Harris-Perry begins by making explicit the notion that the boundaries of politics are not equivalent to the boundaries of normative political ideologies or the boundaries delineated in the legal world. Instead, politics always consists of humanity’s search for identity, belonging, and place. Often, it makes progress toward these distant ideals by securing the passage of laws that enshrine improved rights and liberties for previously marginalized groups. Harris-Perry argues that the everyday struggles of black women cannot be strictly categorized with the struggles braved by all Americans. Rather, they are tightly entangled in racial and sexual politics.



Harris-Perry elucidates an interpretation of field dependency, a sociological concept based on research on human cognition. She cites an interesting study on visual perception called “The Crooked Room.” In the study, each subject was instructed to enter a room consisting of a chair and walls built at non-orthogonal angles. The subject was then asked to modify their sitting position until they felt their body was positioned orthogonally with respect to the room. Some subjects successfully restored their orientation to that which they would conform to outside the crooked room. The psychologists called this ability “field independence.” Others, however, exhibited “field dependency,” and would contort their bodies at extreme angles to accommodate what they perceived in their immediate environment. Harris-Perry analogizes from this study into the social domain, arguing that marginalized people, including the black women who are her subjects of focus, live in a kind of “crooked room” by default, deprived of the same legal liberties and other socioeconomic affordances as white males. Unable to rationalize their condition in a healthy way, they internalize the crooked room and feel shame.

Harris-Perry proceeds to break down three powerful racist archetypes which she believes regulate the contemporary conception of the black female subject. The first is the “Mammy,” which stems from an earlier era of American white supremacy in which caring, usually ugly, wise, domestic workers were valued as social figures in the white household. The Mammy generally is abject, caring for the lives of white people over her own. Harris-Perry argues that the Mammy is an enduring archetype because it perpetuates a fictional humanization of a warm and happily oppressed black womanhood. The second archetype is the Jezebel, the Black mother who uses strategies drawn from wartime to achieve her ends. The Jezebel is perceived as impulsive, likely to bear an unsustainable number of children on purpose, and bent on manipulating social systems in self-interest.
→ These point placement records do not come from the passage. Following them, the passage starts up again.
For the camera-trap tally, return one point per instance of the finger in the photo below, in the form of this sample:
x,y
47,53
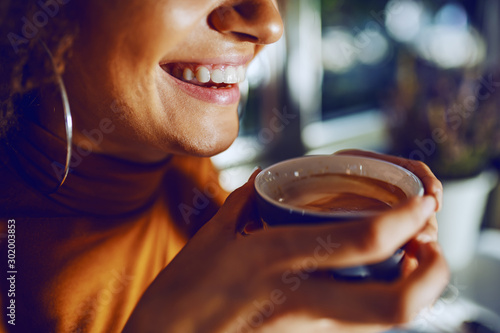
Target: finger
x,y
351,243
430,231
431,184
239,208
373,303
427,282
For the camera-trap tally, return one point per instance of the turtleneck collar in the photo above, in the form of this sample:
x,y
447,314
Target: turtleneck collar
x,y
96,185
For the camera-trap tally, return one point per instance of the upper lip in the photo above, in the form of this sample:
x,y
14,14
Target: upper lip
x,y
235,60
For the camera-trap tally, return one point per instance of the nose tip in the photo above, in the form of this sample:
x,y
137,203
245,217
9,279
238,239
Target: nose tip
x,y
256,21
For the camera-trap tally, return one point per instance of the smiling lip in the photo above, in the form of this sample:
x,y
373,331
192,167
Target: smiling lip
x,y
223,94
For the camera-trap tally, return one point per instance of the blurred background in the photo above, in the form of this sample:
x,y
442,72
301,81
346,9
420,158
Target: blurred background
x,y
418,79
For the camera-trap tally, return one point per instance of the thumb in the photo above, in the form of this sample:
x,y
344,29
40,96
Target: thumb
x,y
239,208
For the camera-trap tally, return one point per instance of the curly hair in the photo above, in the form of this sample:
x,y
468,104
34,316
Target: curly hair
x,y
25,66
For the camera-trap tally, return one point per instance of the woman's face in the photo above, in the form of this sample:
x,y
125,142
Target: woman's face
x,y
151,77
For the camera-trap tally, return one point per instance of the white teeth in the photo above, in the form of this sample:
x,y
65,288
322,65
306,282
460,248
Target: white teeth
x,y
241,73
203,74
188,74
227,74
217,76
230,75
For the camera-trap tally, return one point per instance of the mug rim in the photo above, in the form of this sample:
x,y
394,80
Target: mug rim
x,y
259,180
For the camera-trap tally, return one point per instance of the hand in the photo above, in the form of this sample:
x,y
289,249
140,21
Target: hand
x,y
271,281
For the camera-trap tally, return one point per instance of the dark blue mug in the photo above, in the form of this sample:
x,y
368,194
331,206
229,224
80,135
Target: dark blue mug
x,y
329,189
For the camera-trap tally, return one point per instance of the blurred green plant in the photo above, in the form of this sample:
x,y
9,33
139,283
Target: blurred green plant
x,y
449,119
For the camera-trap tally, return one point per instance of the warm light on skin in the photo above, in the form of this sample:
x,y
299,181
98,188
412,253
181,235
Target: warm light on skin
x,y
116,62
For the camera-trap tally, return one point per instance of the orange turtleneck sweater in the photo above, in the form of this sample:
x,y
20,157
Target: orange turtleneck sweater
x,y
85,254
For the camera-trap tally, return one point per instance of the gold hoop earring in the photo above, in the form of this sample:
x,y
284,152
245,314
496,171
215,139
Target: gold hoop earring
x,y
68,119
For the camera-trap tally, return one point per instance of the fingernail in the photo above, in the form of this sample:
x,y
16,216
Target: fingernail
x,y
255,171
428,205
425,238
257,168
439,199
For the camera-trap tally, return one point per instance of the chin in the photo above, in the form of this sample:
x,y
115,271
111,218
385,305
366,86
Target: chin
x,y
209,141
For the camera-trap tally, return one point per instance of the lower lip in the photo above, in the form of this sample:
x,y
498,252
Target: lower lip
x,y
223,96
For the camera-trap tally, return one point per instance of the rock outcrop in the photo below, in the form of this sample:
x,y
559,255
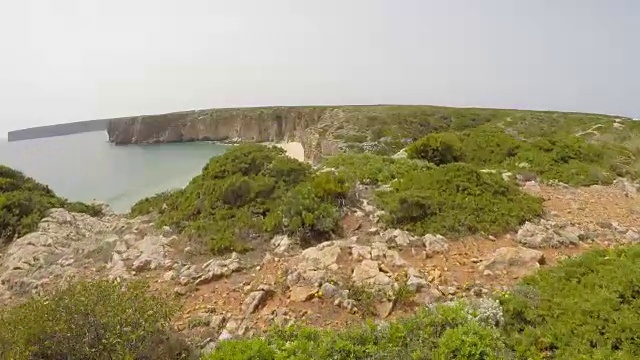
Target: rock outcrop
x,y
312,127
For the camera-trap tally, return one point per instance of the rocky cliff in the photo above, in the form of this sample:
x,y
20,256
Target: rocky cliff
x,y
311,126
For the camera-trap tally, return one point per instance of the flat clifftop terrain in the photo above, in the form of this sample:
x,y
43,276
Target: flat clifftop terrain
x,y
325,130
416,233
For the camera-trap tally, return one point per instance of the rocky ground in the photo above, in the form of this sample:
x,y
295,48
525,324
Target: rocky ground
x,y
369,272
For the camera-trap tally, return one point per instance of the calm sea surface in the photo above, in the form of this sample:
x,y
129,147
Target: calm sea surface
x,y
84,167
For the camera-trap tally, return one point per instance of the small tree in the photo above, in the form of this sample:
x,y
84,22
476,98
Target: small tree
x,y
439,149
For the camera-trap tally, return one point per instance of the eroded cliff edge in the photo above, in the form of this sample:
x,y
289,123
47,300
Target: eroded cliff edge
x,y
313,127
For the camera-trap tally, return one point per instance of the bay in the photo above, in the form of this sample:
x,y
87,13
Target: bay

Harris-Perry argues that this stereotype helps white people rationalize the systemic oppression of black women using policy. The third archetype is the Sapphire, or “angry black woman.” Defined by insatiable hostility, loudness, and masculinity, the Sapphire is used to squelch black voices that would fear being labeled irrational or crazy. Harris-Perry outlines a fourth, more positive, newly emerging archetype: that of the “strong black woman,” who is staunchly independent and strives to form an identity in opposition to any norms. She criticizes this also, stating that it minimizes the importance of the innate human needs for cooperation and compassion.

Harris-Perry concludes, stating that in a racist world, all aspects of personhood must be tied back to race in any useful theoretical framework. She laments the fact that the independent thoughts of black women are automatically construed as speaking not from the individual, but from a black persona. For these reasons and more, Harris-Perry’s critique expresses no grand formula to correct the objects of her criticism; rather, it exposes the tools that are currently working to oppress black womanhood, so that her audience might know and defeat them.